姿見納品
それは横浜青葉区Tさんの一本の電話から始まった。
「もしもし、Tです」
「あ、おひさしぶりです」
「姿見ほしいからひとつお願いします」
「え・・、なにかご希望のお値段や仕様はありますか?」
「ん〜、全部まかせるから。よろしく。

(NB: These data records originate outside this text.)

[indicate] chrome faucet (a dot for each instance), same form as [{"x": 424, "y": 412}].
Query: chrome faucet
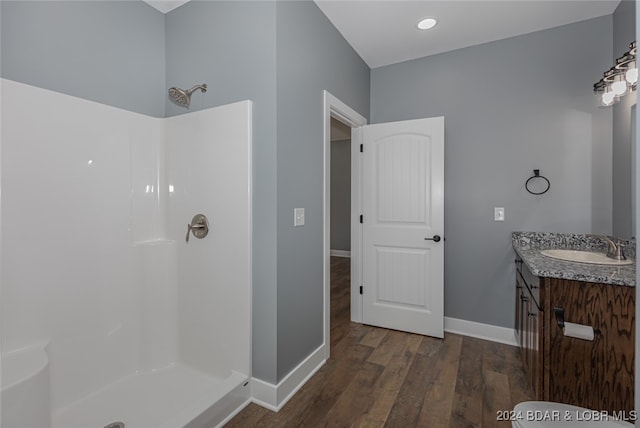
[{"x": 616, "y": 251}]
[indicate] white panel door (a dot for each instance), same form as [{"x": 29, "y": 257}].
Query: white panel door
[{"x": 403, "y": 225}]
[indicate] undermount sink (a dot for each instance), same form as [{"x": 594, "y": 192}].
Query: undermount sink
[{"x": 585, "y": 257}]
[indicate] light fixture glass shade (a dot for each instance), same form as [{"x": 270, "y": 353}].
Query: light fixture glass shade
[
  {"x": 619, "y": 85},
  {"x": 631, "y": 75},
  {"x": 427, "y": 23},
  {"x": 608, "y": 97}
]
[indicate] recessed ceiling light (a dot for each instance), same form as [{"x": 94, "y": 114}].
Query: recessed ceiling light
[{"x": 427, "y": 23}]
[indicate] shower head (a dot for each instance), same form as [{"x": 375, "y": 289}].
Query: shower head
[{"x": 182, "y": 97}]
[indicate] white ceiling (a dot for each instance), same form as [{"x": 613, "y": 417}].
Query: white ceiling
[
  {"x": 384, "y": 31},
  {"x": 165, "y": 6}
]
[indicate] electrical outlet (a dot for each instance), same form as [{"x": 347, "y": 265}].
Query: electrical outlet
[{"x": 298, "y": 217}]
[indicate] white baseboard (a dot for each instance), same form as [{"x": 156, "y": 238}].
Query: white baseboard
[
  {"x": 481, "y": 331},
  {"x": 340, "y": 253},
  {"x": 273, "y": 397}
]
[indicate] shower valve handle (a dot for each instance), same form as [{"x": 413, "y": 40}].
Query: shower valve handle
[{"x": 199, "y": 227}]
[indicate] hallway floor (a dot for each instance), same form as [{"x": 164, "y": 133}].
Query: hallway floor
[{"x": 386, "y": 378}]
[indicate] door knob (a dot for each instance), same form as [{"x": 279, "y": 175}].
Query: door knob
[{"x": 199, "y": 227}]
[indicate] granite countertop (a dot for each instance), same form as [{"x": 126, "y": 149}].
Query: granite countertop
[{"x": 529, "y": 244}]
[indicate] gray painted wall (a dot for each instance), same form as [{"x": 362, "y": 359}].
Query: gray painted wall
[
  {"x": 624, "y": 30},
  {"x": 510, "y": 106},
  {"x": 637, "y": 178},
  {"x": 109, "y": 52},
  {"x": 231, "y": 46},
  {"x": 311, "y": 56},
  {"x": 341, "y": 195}
]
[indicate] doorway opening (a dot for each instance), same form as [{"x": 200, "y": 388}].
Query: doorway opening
[{"x": 344, "y": 119}]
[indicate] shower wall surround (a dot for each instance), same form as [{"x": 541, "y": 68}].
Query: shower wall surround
[{"x": 95, "y": 203}]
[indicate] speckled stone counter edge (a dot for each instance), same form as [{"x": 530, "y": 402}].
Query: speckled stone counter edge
[{"x": 529, "y": 244}]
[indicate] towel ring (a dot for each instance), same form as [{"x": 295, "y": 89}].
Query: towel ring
[{"x": 536, "y": 174}]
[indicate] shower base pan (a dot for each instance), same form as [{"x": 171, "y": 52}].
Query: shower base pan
[{"x": 174, "y": 397}]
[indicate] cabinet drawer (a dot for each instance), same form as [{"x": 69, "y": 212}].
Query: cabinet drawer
[{"x": 532, "y": 282}]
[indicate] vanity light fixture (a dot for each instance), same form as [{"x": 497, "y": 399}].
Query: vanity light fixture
[
  {"x": 427, "y": 23},
  {"x": 619, "y": 80}
]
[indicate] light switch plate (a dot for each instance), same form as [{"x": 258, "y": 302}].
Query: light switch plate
[{"x": 298, "y": 217}]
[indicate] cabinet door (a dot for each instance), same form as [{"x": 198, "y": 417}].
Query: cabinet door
[
  {"x": 520, "y": 303},
  {"x": 596, "y": 374}
]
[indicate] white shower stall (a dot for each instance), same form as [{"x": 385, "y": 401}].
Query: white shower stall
[{"x": 109, "y": 317}]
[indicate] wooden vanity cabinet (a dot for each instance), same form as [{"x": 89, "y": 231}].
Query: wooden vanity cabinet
[
  {"x": 598, "y": 374},
  {"x": 529, "y": 325}
]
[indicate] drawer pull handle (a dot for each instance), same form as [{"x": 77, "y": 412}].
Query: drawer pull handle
[{"x": 559, "y": 316}]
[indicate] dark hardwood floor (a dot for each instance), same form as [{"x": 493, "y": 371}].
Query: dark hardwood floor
[{"x": 386, "y": 378}]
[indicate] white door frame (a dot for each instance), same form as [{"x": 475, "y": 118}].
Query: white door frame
[{"x": 335, "y": 108}]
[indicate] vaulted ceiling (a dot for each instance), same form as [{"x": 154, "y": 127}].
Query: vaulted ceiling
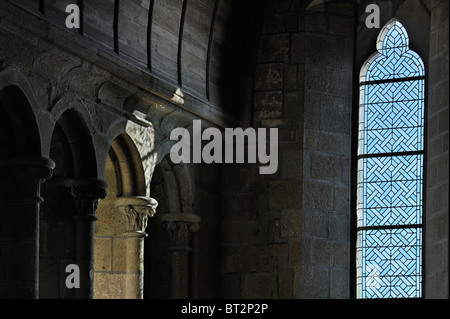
[{"x": 194, "y": 44}]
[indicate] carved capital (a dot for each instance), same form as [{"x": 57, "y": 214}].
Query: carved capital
[
  {"x": 181, "y": 227},
  {"x": 20, "y": 178},
  {"x": 136, "y": 209},
  {"x": 86, "y": 194}
]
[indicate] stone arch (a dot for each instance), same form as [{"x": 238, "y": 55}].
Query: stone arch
[
  {"x": 125, "y": 158},
  {"x": 22, "y": 170},
  {"x": 120, "y": 230},
  {"x": 171, "y": 250},
  {"x": 71, "y": 198}
]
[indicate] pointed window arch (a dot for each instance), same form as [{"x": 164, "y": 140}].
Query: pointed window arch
[{"x": 390, "y": 169}]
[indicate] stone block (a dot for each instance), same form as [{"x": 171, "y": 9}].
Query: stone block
[
  {"x": 274, "y": 48},
  {"x": 230, "y": 285},
  {"x": 312, "y": 22},
  {"x": 318, "y": 195},
  {"x": 273, "y": 256},
  {"x": 335, "y": 115},
  {"x": 291, "y": 164},
  {"x": 295, "y": 251},
  {"x": 322, "y": 252},
  {"x": 342, "y": 198},
  {"x": 324, "y": 50},
  {"x": 316, "y": 78},
  {"x": 260, "y": 285},
  {"x": 293, "y": 105},
  {"x": 339, "y": 286},
  {"x": 340, "y": 25},
  {"x": 340, "y": 82},
  {"x": 290, "y": 223},
  {"x": 269, "y": 76},
  {"x": 314, "y": 224},
  {"x": 339, "y": 226},
  {"x": 297, "y": 48},
  {"x": 315, "y": 282},
  {"x": 311, "y": 140},
  {"x": 339, "y": 144},
  {"x": 291, "y": 79},
  {"x": 285, "y": 195},
  {"x": 268, "y": 104},
  {"x": 312, "y": 113},
  {"x": 102, "y": 254},
  {"x": 280, "y": 22},
  {"x": 340, "y": 252},
  {"x": 325, "y": 167},
  {"x": 285, "y": 284}
]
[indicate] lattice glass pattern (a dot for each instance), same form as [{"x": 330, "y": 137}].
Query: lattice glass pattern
[
  {"x": 390, "y": 169},
  {"x": 392, "y": 264}
]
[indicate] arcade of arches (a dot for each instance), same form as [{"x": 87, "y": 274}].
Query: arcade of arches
[{"x": 86, "y": 176}]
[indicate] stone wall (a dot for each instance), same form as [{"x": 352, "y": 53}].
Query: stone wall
[
  {"x": 287, "y": 235},
  {"x": 437, "y": 208}
]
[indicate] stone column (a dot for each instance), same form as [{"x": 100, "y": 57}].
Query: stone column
[
  {"x": 86, "y": 193},
  {"x": 129, "y": 245},
  {"x": 181, "y": 227},
  {"x": 20, "y": 181}
]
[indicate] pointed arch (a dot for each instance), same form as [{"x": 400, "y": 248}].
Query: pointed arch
[{"x": 390, "y": 169}]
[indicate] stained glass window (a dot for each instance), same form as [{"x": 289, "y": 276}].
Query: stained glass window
[{"x": 390, "y": 169}]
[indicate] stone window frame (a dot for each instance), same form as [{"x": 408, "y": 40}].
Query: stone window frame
[{"x": 421, "y": 152}]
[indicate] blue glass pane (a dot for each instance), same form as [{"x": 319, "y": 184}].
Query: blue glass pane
[
  {"x": 394, "y": 59},
  {"x": 393, "y": 117},
  {"x": 390, "y": 185},
  {"x": 390, "y": 263}
]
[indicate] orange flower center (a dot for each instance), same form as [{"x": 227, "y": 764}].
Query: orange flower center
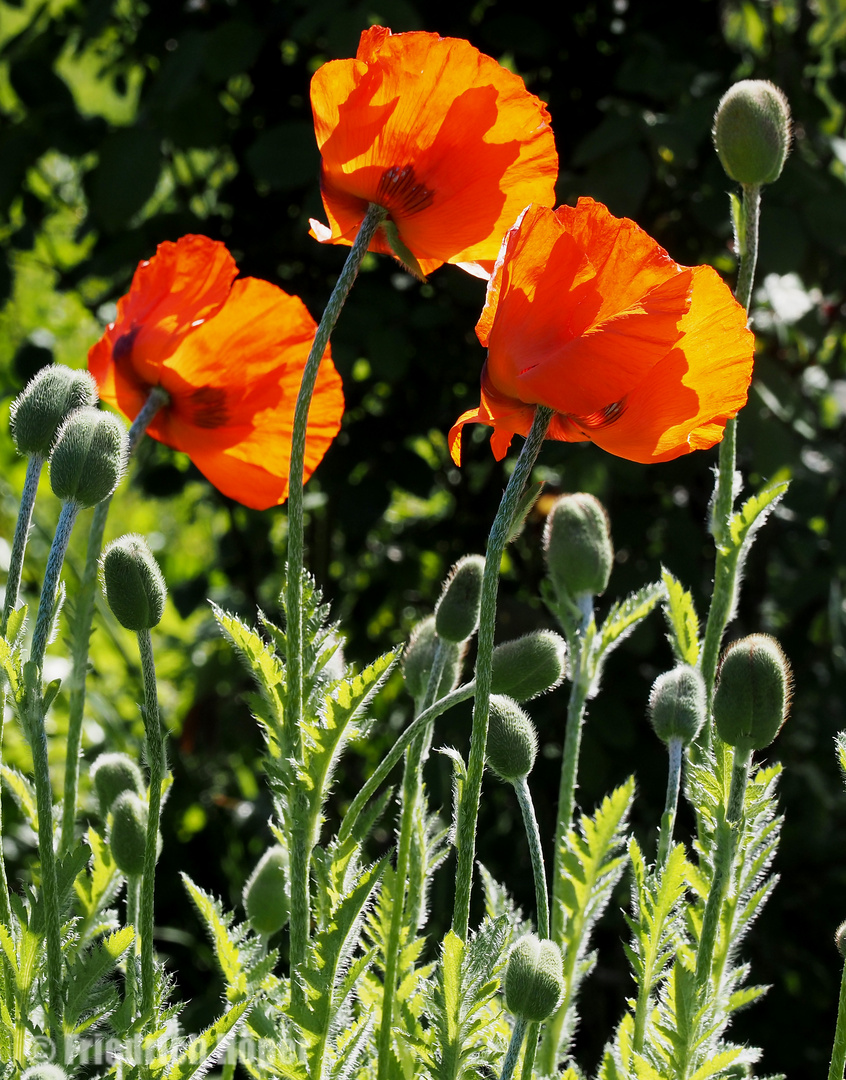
[{"x": 398, "y": 192}]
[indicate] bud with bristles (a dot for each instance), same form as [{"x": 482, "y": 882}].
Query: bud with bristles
[
  {"x": 50, "y": 396},
  {"x": 112, "y": 774},
  {"x": 534, "y": 981},
  {"x": 456, "y": 613},
  {"x": 578, "y": 547},
  {"x": 752, "y": 692},
  {"x": 752, "y": 132},
  {"x": 512, "y": 742},
  {"x": 133, "y": 582},
  {"x": 266, "y": 901},
  {"x": 528, "y": 665},
  {"x": 677, "y": 704},
  {"x": 89, "y": 457}
]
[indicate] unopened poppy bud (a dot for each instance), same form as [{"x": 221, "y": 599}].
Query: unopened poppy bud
[
  {"x": 752, "y": 132},
  {"x": 456, "y": 613},
  {"x": 752, "y": 692},
  {"x": 512, "y": 742},
  {"x": 89, "y": 457},
  {"x": 534, "y": 981},
  {"x": 129, "y": 833},
  {"x": 578, "y": 545},
  {"x": 528, "y": 665},
  {"x": 677, "y": 704},
  {"x": 418, "y": 657},
  {"x": 112, "y": 774},
  {"x": 43, "y": 404},
  {"x": 266, "y": 901},
  {"x": 133, "y": 583}
]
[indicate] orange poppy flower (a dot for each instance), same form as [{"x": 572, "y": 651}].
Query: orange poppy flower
[
  {"x": 230, "y": 356},
  {"x": 588, "y": 315},
  {"x": 450, "y": 143}
]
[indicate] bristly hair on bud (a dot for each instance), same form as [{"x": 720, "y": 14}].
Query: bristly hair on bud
[
  {"x": 45, "y": 402},
  {"x": 456, "y": 613},
  {"x": 89, "y": 457},
  {"x": 133, "y": 582},
  {"x": 753, "y": 691},
  {"x": 752, "y": 132}
]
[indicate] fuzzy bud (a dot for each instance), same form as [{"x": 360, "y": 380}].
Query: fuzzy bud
[
  {"x": 752, "y": 132},
  {"x": 677, "y": 704},
  {"x": 50, "y": 396},
  {"x": 512, "y": 742},
  {"x": 752, "y": 693},
  {"x": 534, "y": 980},
  {"x": 456, "y": 613},
  {"x": 578, "y": 547},
  {"x": 89, "y": 457},
  {"x": 266, "y": 900},
  {"x": 133, "y": 583},
  {"x": 112, "y": 774},
  {"x": 528, "y": 665},
  {"x": 129, "y": 833}
]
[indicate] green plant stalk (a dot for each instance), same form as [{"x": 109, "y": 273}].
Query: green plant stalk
[
  {"x": 156, "y": 764},
  {"x": 533, "y": 835},
  {"x": 838, "y": 1050},
  {"x": 300, "y": 849},
  {"x": 80, "y": 630},
  {"x": 675, "y": 755},
  {"x": 726, "y": 845},
  {"x": 513, "y": 1049},
  {"x": 468, "y": 808},
  {"x": 411, "y": 795}
]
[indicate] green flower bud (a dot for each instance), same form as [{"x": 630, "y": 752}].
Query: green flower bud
[
  {"x": 129, "y": 833},
  {"x": 266, "y": 893},
  {"x": 418, "y": 657},
  {"x": 677, "y": 704},
  {"x": 578, "y": 547},
  {"x": 45, "y": 402},
  {"x": 528, "y": 665},
  {"x": 534, "y": 981},
  {"x": 89, "y": 457},
  {"x": 752, "y": 693},
  {"x": 456, "y": 613},
  {"x": 512, "y": 742},
  {"x": 752, "y": 132},
  {"x": 112, "y": 774},
  {"x": 133, "y": 583}
]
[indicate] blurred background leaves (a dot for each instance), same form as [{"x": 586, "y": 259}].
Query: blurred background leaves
[{"x": 125, "y": 123}]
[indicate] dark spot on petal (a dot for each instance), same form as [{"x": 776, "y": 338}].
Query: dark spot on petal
[
  {"x": 398, "y": 192},
  {"x": 122, "y": 347},
  {"x": 206, "y": 407}
]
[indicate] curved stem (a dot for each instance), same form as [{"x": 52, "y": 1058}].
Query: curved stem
[{"x": 468, "y": 809}]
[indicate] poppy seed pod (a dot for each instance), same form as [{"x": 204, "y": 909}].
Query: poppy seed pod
[
  {"x": 112, "y": 774},
  {"x": 456, "y": 613},
  {"x": 752, "y": 692},
  {"x": 266, "y": 900},
  {"x": 528, "y": 665},
  {"x": 133, "y": 583},
  {"x": 677, "y": 704},
  {"x": 50, "y": 396},
  {"x": 512, "y": 742},
  {"x": 534, "y": 980},
  {"x": 752, "y": 132},
  {"x": 129, "y": 833},
  {"x": 89, "y": 457},
  {"x": 578, "y": 547}
]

じゃあ」 ガチャン。
・・・・。
一気に頭の中が真っ白に。
姿見、姿見、すがたみ・・・。
大きさはどうしよう?
どんな雰囲気がいいのかな?
お値段はいくらくらいで出来るだろう。
このようにお客さまからの細かいご希望のない場合、お客さんの
雰囲気や趣味から家具のデザインを考えて行きます。
今回の姿見、以前に納品でお邪魔したTさんのお宅のテレビが
今様のスマートテレビだったことからインスパイアされ、とにかく
木材でどこまで細いフレームにできるかに挑戦してみることにしました。
構造はすぐに決まったのですが、問題は鏡を納めるフレームの強度です。
それからは街を歩いては窓枠に目がいき、電器屋さんではテレビのフレームを眺め、
あげく、美術館では作品ではなく額縁を舐め回すように覗き込み、警備員に注意される始末。
そうして思い切ってエイヤッとフレームの太さを決定したのですが、鏡というものは非常に重く割れやすく、またかなり高価なものなので、製作中はもちろん、納品までひやひやしていました。
鏡は美容院などでも使われている高精細ミラー、180cm × 40cmの大きなものを採用。
何もかもばっちり映ります。
姿見を自立させるためのスタンドの構造をふくめて、ずいぶん頭を悩ませましたがお客さんには気に入っていただけたようです。